In response to Kazubski’s issues, Ortt said he was not looking for a rubber stamp; he was anticipating a meeting with state regulators for which he said he wanted to have “as many things in my toolbox as I could.”

“If [the committee] had an issue with it, then they would tell me, and that would be the end of it,” Ortt said. “I wasn’t saying, ‘Do it or else.’ ”

Ortt said he has since communicated with Murphy, the committee chairman, who said he and the committee need to do more “homework” before rendering an opinion.

Reached by phone Monday, Murphy said he did not want to comment until after he meets with City Engineer Dale W. Marshall today.

As for Gardella’s comments, Ortt said he would not respond because he does not know and has not met Gardella.

Federal funding for the project— to the tune of $1.6 million — was approved in 2005. The rest of the project would be financed by state and city funds, city officials said in 2007.

“I think this project needs to happen,” Ortt said. “I think its that important.”

Friday, State Sen. George D. Maziarz, R-Newfane, issued a news release announcing a public meeting on the state agency’s wetlands proposal for 7 p. m. Thursday in the North Tonawanda Alumni Student Activity Center, 405 Meadow Drive.

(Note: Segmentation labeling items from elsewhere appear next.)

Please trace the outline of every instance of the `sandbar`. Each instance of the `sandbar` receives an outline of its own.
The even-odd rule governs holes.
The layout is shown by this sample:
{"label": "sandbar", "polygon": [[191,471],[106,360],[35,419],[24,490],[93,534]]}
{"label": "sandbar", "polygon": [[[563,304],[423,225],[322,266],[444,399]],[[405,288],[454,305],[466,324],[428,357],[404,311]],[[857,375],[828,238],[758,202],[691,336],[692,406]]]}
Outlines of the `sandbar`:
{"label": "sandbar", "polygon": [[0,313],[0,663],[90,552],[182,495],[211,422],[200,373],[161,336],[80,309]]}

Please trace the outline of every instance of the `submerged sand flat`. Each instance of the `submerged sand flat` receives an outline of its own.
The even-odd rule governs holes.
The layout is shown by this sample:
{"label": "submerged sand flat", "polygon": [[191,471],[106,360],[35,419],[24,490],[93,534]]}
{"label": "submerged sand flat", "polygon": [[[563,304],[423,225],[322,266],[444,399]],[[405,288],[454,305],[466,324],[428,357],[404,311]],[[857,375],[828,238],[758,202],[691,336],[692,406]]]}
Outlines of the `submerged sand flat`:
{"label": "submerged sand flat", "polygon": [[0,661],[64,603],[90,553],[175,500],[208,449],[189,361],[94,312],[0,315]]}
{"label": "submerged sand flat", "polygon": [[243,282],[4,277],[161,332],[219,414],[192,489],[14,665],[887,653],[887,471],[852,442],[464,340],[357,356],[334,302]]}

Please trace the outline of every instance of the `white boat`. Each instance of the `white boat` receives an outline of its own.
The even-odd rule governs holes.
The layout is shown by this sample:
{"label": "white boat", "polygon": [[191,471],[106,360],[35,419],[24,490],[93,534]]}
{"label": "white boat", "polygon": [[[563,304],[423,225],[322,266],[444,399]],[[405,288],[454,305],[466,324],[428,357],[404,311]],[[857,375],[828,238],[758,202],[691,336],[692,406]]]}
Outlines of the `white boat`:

The written release included statements from Maziarz, who is running for re-election in November, and City Clerk-Treasurer Scott P. Kiedrowski, who is running for election to the position he now holds by appointment — as well as Ortt, who won in a landslide last November.

All three have received calls from residents worried about what a wetlands delineation might mean for them, Ortt said.

That concern doesn’t mean the wetlands proposal should be opposed, Kazubski said.

“None of these politicians are scientists, as the DEC biologists are and as I am,” she wrote, “and none of these politicians are really interested in the truth.”